Volta Regional Minister, Nii Laryea Afote Agbo, has admitted that the recurring unrest between the Alavanyo and Nkonya communities goes beyond a land dispute.
The minister said he will soon act on the information by the Nkonya Chief that the conflict in the area is caused by illegal lumbering activities in the Nkonya community.
Chief of Nkonya, Nana Ampem Darkoh III, on Thursday appealed to government to investigate and bring to book individuals who are responsible for illegal felling of trees and destruction of resources in their forest reserve, since that was the cause of the conflicts.
He said tagging the cause of the recurrent conflict between his people and the Alavanyo community merely as a 'land dispute' is erroneous.
According to him, it is when the Nkonya people meet the Alavanyo people who are illegally lumbering timber and other resources from the Nkonya forest reserve that the conflict ensued.

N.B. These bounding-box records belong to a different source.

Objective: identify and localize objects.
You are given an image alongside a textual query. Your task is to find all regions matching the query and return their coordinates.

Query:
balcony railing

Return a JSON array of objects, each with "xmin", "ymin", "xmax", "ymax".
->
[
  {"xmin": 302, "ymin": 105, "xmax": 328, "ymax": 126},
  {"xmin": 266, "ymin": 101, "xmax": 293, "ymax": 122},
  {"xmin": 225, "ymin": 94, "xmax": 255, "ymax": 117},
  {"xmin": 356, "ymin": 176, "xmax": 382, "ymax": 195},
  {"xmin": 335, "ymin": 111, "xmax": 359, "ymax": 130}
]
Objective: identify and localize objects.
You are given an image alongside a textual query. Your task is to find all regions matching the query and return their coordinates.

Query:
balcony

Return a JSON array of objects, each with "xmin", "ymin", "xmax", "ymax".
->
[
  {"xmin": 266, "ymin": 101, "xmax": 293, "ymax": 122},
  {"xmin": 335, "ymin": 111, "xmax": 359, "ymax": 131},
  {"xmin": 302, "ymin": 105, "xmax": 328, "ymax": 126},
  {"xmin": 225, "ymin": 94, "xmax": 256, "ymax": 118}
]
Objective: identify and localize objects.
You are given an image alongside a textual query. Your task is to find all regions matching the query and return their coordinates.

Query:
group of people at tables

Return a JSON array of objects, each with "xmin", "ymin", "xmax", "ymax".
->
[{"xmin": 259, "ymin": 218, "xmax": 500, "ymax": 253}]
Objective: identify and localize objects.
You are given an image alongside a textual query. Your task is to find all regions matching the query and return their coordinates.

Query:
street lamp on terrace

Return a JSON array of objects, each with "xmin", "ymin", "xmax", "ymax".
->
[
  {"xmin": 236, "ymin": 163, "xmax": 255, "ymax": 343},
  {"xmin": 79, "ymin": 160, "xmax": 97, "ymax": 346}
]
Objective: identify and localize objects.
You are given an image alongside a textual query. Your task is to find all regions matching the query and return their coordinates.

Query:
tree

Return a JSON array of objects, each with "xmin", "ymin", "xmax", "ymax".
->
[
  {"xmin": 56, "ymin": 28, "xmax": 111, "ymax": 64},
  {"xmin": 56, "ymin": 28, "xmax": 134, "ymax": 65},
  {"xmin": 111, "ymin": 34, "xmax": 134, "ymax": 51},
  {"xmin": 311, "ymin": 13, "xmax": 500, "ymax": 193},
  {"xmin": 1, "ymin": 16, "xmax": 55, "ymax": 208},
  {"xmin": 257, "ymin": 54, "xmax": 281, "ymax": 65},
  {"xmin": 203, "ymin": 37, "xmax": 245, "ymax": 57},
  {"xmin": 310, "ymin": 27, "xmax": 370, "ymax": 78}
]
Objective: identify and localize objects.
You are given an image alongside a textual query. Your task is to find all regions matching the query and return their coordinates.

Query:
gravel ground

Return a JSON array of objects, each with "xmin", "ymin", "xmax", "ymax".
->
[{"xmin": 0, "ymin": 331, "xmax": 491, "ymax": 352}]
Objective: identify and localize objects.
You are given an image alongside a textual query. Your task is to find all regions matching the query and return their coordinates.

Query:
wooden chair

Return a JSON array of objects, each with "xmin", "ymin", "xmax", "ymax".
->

"No land problem is happening. They [Alavanyo people] have been stealing timber there [Nkonya] and when the two groups go and meet there and they fight, then it...involves all of us", he said.
The regional minister said government will soon arrest people who illegally fell trees in the Alavanyo and Nkonya communities for peace to prevail there.
He said: "it will be difficult for officials for the Assembly to be detailed to the forest to look for people who are felling trees illegally because this is an area where everybody knows how to shoot."
He adds that the best way to arrest illegal lumberers is to identify their exit points from the forest so that they can be picked up while coming out.